If you're interested in .22LR semi-autos, I love my new Browning Buck Mark. My first .22LR. 
Take a look here, especially the sticky thread at the top.
Browning - RimfireCentral.com Forums

Here's mine. About two months old. I ordered it through Davidson's Gun Genie, picked up by my favorite local gun store. This is of their "Plus" (deluxe) models. 
I've added a Browning rail to take a Truglo red/green multi-recticle sight. For about $85 total.

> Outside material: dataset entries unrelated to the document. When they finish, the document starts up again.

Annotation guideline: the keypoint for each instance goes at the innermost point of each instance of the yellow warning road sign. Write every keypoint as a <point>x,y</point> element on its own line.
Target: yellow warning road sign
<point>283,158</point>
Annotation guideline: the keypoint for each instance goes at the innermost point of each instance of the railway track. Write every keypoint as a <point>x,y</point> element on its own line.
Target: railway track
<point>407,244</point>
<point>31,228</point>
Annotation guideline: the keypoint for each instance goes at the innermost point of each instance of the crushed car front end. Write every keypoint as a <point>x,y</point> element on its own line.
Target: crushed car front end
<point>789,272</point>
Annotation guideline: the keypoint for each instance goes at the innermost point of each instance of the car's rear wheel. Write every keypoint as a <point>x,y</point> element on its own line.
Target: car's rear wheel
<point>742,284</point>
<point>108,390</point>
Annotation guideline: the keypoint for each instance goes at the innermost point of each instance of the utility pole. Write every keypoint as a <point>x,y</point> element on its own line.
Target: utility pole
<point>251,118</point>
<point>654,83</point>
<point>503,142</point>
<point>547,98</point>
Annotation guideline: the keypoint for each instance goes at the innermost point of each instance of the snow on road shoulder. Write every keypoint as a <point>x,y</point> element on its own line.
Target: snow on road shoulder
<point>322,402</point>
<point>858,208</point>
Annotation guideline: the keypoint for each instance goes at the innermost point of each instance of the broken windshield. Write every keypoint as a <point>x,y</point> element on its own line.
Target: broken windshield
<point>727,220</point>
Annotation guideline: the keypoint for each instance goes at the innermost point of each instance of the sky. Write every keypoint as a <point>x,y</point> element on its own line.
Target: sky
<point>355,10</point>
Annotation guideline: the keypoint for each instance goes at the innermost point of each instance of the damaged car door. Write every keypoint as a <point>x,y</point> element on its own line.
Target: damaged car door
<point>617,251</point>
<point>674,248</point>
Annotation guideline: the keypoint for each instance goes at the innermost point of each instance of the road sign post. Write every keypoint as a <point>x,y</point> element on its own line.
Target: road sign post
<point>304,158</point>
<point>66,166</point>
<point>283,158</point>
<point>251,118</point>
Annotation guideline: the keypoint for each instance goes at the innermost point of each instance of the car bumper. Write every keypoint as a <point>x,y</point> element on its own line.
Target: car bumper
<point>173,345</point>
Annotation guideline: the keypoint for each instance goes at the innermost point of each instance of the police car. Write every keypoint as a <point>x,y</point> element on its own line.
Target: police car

Or, there is always the Ruger "Marks". Now on Mark III. Always had a good rep, for a bit less money. :smt1099


----------



## nonnymouse (Nov 30, 2011)

I just loved my Ruger Mark II. You cannot go wrong there. For carry, a very experienced gentleman in my town advised me that in a 'situation' the revolver will always operate with no fuss every time. That is what my hand will go for first( I still carry my .380)....................................Mouse


----------



## denner (Jun 3, 2011)

My vote goes for a S&W 637 Snubbie. I think everyone should have one, a true detectives classic. "Book'em Danno."


----------